I've never encountered a speed limit that is too high but we haven't the kind of terrain in Illinois that would ever lead to that really.
It's only on back roads or non-surface roads I'd like them to be closer to the UK limits of 60/70. Inside towns and off the back roads, I stick to posted limits +/- 5mph if there are no houses or children around.
#448
Re: What's your favorite thing about the US?
British healthcare is inferior. Period.
How many horror stories do you want me to relay about my UK-based family who were either denied treatment (too old), weren't given simple medications (such as diuretics), could not get regular follow-up appointments, or had to wait ages for hip replacements, etc.
The American system is more expensive - but the quality of care here is second-to-none.
How many horror stories do you want me to relay about my UK-based family who were either denied treatment (too old), weren't given simple medications (such as diuretics), could not get regular follow-up appointments, or had to wait ages for hip replacements, etc.
The American system is more expensive - but the quality of care here is second-to-none.
I am a very unhealthy person and have been in hospital literally more times than I can recall, including in various US states, the UK, Canada and various European countries.
The worst place was Florida, they seemed to assume that because I'm white I had health insurance, but I hadn't so the bill came to me rather than the insurance company and when I got it, basically every procedure in the ER that day was listed on the bill, which was clear fraud and after I threatened to go to the police all I had to pay for was the ambulance ($1,500).
I've had problems with the NHS, but they pale into insignificance to dealing with any problems I've had in the US. For example one of my prescriptions costs $30 over-the-counter in Canada (i.e. without a drug plan), in the US the cheapest I've found it is $125 (and that was a struggle, usually it's around $150+) and with a pre-existing condition only the PCIP would cover me (Obama's socialist plan), and the max coverage on that plan is 50% of drug costs. And that is something I use a lot of.
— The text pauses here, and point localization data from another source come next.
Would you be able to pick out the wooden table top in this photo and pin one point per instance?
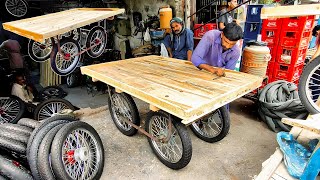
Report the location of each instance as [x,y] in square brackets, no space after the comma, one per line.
[42,27]
[175,86]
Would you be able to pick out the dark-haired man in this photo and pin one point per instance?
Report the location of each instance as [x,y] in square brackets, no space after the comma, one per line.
[218,49]
[180,42]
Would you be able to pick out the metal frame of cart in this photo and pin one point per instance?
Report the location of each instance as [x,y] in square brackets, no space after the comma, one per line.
[65,36]
[178,93]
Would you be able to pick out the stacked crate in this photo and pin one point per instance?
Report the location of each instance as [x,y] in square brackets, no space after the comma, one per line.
[288,40]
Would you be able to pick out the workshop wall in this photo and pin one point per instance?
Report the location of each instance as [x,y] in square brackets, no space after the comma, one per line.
[151,8]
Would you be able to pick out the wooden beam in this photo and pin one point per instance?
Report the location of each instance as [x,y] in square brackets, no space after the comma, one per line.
[290,11]
[153,108]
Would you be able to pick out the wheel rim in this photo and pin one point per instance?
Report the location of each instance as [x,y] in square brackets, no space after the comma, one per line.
[97,37]
[41,51]
[312,87]
[121,110]
[171,150]
[17,8]
[66,65]
[9,109]
[81,154]
[51,109]
[211,126]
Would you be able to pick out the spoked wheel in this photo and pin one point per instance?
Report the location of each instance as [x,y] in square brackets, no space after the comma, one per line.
[174,147]
[97,38]
[309,86]
[40,52]
[51,92]
[65,63]
[51,107]
[77,152]
[17,8]
[121,107]
[213,127]
[11,109]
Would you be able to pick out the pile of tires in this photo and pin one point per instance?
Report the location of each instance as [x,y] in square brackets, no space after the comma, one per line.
[59,147]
Trust me I've had some shitty healthcare, I remember in Wales once I was dumped on a bench in the back of an ambulance and woke up in some tiny hospital. Or one time I was in an NHS hospital that was truly filthy.
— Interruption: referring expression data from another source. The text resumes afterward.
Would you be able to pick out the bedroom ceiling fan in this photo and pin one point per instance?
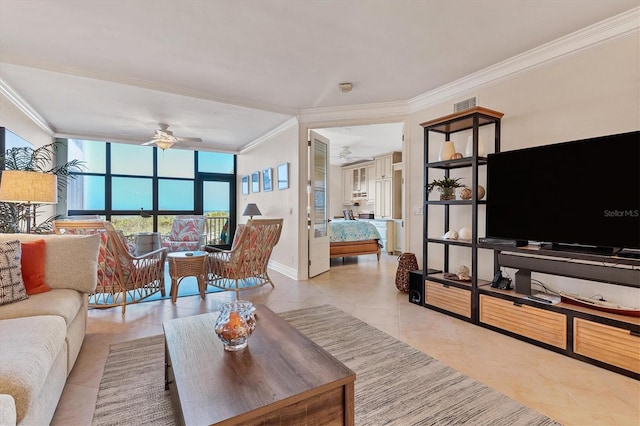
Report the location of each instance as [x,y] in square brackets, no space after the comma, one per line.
[163,138]
[346,155]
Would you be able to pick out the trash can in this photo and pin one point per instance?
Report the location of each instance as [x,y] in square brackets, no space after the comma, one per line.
[407,262]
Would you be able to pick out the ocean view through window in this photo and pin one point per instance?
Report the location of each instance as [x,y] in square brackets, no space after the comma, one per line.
[141,188]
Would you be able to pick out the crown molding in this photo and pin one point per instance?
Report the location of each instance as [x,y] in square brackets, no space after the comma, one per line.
[354,112]
[621,26]
[281,128]
[22,105]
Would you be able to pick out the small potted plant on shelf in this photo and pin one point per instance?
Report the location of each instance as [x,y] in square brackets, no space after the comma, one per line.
[446,186]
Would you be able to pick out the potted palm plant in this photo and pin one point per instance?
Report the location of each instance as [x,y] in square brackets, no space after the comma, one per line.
[447,187]
[42,159]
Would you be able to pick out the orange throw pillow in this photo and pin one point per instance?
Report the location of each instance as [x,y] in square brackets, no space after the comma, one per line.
[33,256]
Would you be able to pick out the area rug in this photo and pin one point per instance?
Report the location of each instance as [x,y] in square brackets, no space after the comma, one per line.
[395,383]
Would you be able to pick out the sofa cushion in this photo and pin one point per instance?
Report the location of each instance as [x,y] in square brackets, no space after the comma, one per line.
[30,347]
[32,261]
[11,284]
[61,302]
[71,262]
But on the other hand the GP I had in Florida was featured on Penn & Teller's Bullshit for inventing the condition of "adrenal stress".
I went into a clinic in Phoenix not long ago and because I only had travel insurance they quoted me $250 to have my ear syringed, FFS.
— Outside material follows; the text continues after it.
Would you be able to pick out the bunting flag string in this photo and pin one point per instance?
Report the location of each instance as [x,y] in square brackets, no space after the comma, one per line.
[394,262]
If you want to say I'd rather have quality and be bankrupt, quality varies from place to place in the US, I had excellent care in California for example, okay care in Georgia, but Florida was really bad and this is in a State with a massive healthcare industry.
Talk to people on Medicare who can't get a family doctor in various rural areas of the US and see if they think US healthcare is the best in the world.
#449
Re: What's your favorite thing about the US?
I was on a sharp downhill slope going into Butte and I was pretty much standing on the brake because of the gradient. Anyway behind said mountain was a State Trooper who clocked me at 85mph.